Made me want to vomit.
“How are you doing, Charles?” Mom finally asked what I’d expected the second I had walked into the house.
At least one of my parents showed concern of my well-being, but having zero wish to repeat the last conversation she and I had in my kitchen, I decided to keep it short like I did with everyone else who asked.
“Fine.” I scooped mashed potatoes onto my plate even though my stomach wasn’t feeling up to food no matter how good it looked or delicious it smelled.
Her disappointment in my answer lay heavy in the air. Imagining her pursed lips was disheartening enough, so I didn’t bother glancing across the table.
“We heard you were at the bar last night.”
I closed my eyelids briefly, fighting off the need to shake my head. Of course they would catch rumor of the grieving husband finally showing his face outside the auto shop—and find my choice of where I decided to socialize distasteful. Dad’s tonemade that clear as the brilliant green balls of shit in the bowl beside me that I ignored.
“I met up with Jamie for a few drinks,” I said, not feeling the slightest bit guilty.
“A few?”
I ignored Dad’s inquiry. He obviously already knew I’d been slamming back shots of whiskey. Choosing dark meat, I stabbed a thigh off the platter of chicken and set it onto my plate. “Gravy, please?”
Mom handed the boat over, and I covered everything on my plate. “Have some peas,” she suggested with her mom tone I didn’t often ignore.
I shoved a mouthful of potatoes in my mouth instead. Creamy, buttery perfection coated my tongue, but I struggled to swallow while waiting for the disproval to rain down.

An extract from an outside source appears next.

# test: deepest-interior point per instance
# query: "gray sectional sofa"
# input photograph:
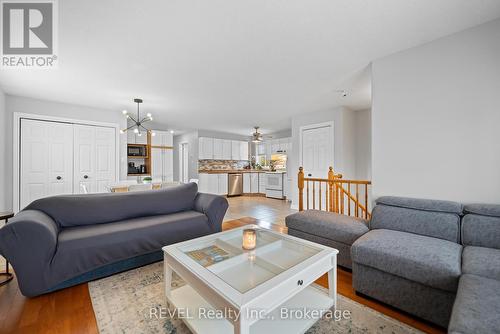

“You have a reputation to uphold, Charles.”
There it was, right on target and on time.
Dad’s stern voice sounded as though I were nothing more than a child, his words exactly as I’d heard from him steadily throughout my life. “Henderson is a respected name worth protecting.”
“There’s nothing wrong with going to Frenchie’s, Dad,” I said even though I knew better than to argue with anything he said. Annoyance and feeling at the end of my rope had given me the balls to stand up for myself for a change, so why curb my tongue? “Everyone else in town has gone there at one point or another,” I tacked on before he could speak.
“Not everyone,” he snipped, and yeah, he had a point. He and Mom hadn’t ever stepped foot into that place. “I would appreciate it if you considered possible consequences before making that kind of decision in the future. As a grieving widow, you don’t want people believing you need alcohol to cope. A Henderson ought not to show such weakness.”
“AndIwould appreciate if you would mind your own damned business,” I shot back, the words spewing because fuck him and fuck being treated like a stupid kid.